During the first half of the nineteenth century, a radical, working-class press thrived in England, breaking circulation records. Rather than being constrained by government action – through libel laws and press taxes – the British press was undermined by the changing economics of the newspaper business whereby the less politically inclined middle-class papers turned to advertisers, instead of readers, as a central source of revenue. The resulting impact suggests the significant power of advertising to shape the content of media systems.
The growth of advertising changed the playing field and led to the decline of the British radical press, making the circulation figure (the readers) less important than the patronage of advertisers. Advertisers’ political interests were dramatically different from the ideas espoused by the radical press. In essence, the working-class press presented a political critique of industrial capitalism, while potential advertisers were beneficiaries of the same system.

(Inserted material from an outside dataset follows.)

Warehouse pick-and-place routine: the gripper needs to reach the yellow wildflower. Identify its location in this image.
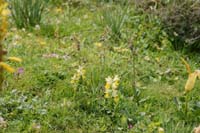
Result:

Advertising changed the meaning of economic viability within the newspaper industry. With new resources coming in, the advertiser-supported papers were able to produce papers with more pages. This pushed up the cost of producing a competitive newspaper. At the same time, with advertising revenue as a base, the cover price of papers dropped dramatically, making it difficult for papers without advertising to compete.
These were some of the consequences of the rise of advertising that proved grave for the radical press and tell us a good deal about the broader impact of advertising on the news.